Would you both agree that the current notation:


is misleading? To the casual reader, it suggests that women were treated differently to men until 1962. If Egil wants to continue to split hairs, he'd better do it in a clearer, more accurate way. If Egil doesn't do it I will, when I have time. I suggest finding out the nature of the exception in each of the five cases, and writing something like:

-- Tim Starling 14:25 May 5, 2003 (UTC)

In broad, I agree. In detail, I don't think this is really the place to discuss matters of race at all. However, the opening few paragraphs should say something to the effect that "this is about voting and gender, but other matters besides gender are important too and they are discussed at ABC and XYZ". At the end of the entry, there should be a "see also" that leads to the entries that cover the many other ways that:
  • (a) Voting rights have been granted or denied to people. Race and economic class are the two obvious front-runners (one imagines that these are covered in some depth here already, if they are not then this ought to be rectified) but there are doubtless others as well.
  • (b) Other rights (i.e., not to do with voting) have been granted or denied on the basis of gender. Property rights and inheritance rights are examples.
In summary, this topic sits at the intersection of gender and political rights, and the signposts should lead off in both directions. (BTW, I'm knee-deep in fauna entries at present, but I'll try to remember to take a longer look at these topics at some stage, maybe help out here and there.) Tannin
I'm with Tim & Tannin on this. Egil, it's simple set theory. "All women can vote" and "no blacks can vote" means "black women can't vote". if you really want to find out whether it was women's suffrage, you'd have to check the actual laws that were passed and see how they worded it: "all white women", or just "all women" and let the apartheid laws take precedence -- Tarquin 15:34 May 5, 2003 (UTC) (PS -- I can see that it would be interesting to know which way it was done at the time -- how they unravelled / justified the inconsistencies!)
Which would make 3:1, doesn't it. With Tim's addition (finding why the exceptions is a rather interesting and enlightening exercise), that could work for me. -- Egil 16:09 May 5, 2003 (UTC)

I thought Kuwaiti women were given the right to vote and stand for office in 1999. Could somebody please verify this and edit accordingly?


Contents

South Africa 1930

Contray to what's said above, here there was a gender divide maintained. At this time in the Cape province, black and coloured men who owned sufficient property qualified for the franchise. In 1930 only white women were enfranchised on the same basis as white men; black and coloured women who owned property did not get the vote on the same basis as black and coloured men. The reason was that the non-white voters tended to support the South African Party and the Nationalist Party government wanted to water this down by increasing the number of white voters on the role.

I think this is very clearly not a case of the franchise being completely non-gender specific and have marked it as such. However I'm not sure when the non-whites in the Cape were completely disenfranchised - which would effectively mark total gender equality in the franchise by default. Timrollpickering 21:11, 7 Sep 2004 (UTC)

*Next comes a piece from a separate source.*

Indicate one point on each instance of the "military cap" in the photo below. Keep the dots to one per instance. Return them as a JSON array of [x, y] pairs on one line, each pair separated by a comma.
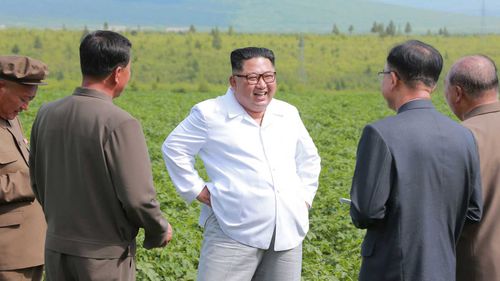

Coloureds says "the political rights of Coloureds varied by location and over time ...(they) lost their votes largely in the 1950s, with the last municipal votes being removed in 1972." The date may be complicated because it involved an entrenched clause and a Supreme Court dispute. --Henrygb 19:04, 3 Dec 2004 (UTC)

Oman

Wasn't suffrage to all granted in 2003? Dainamo


Opening

The international movement for women's suffrage, led by suffragists (commonly called suffragettes), was a social, economic and political reform movement aimed at extending the suffrage (i.e. the right to vote) to women, advocating equal suffrage (abolition of graded votes) rather than universal suffrage (abolition of discrimination due to, for instance, race), which was considered too radical. A catch phrase was "one man, one vote!"'

Surely "one man, one vote" refers to calls for universal suffrage (either for all men or for all) and the demands were actually for the gender distinction to be abolished - in the UK at least there wasn't universal male suffrage until 1918, with a strong property/rate franchise still in existance (and continuing for susbequent decades at local government level). Also would "one man, one vote" really have been used in calls for female enfranchisement?

I find the opening rather confusing, in the UK a distinction is made between suffragist and suffragette whilst here it implies there is no difference. The point about eual suffrage v. universal suffrage is probably more relevent for America than the UK, where I don't think it was such an issue. The catch phrase I'm completely lost about, I suspect again it's an American thing. If I get some time I'll try to reword this. -- Joolz 13:54, 19 May 2005 (UTC)

Kuwait and more.

With the news of Kuwait allowing women to vote do you think we should / could put together a table of what countries gave women the vote when (and to what extent)? gren 21:08, 17 May 2005 (UTC)

To me, that sounds like a great idea! Be bold!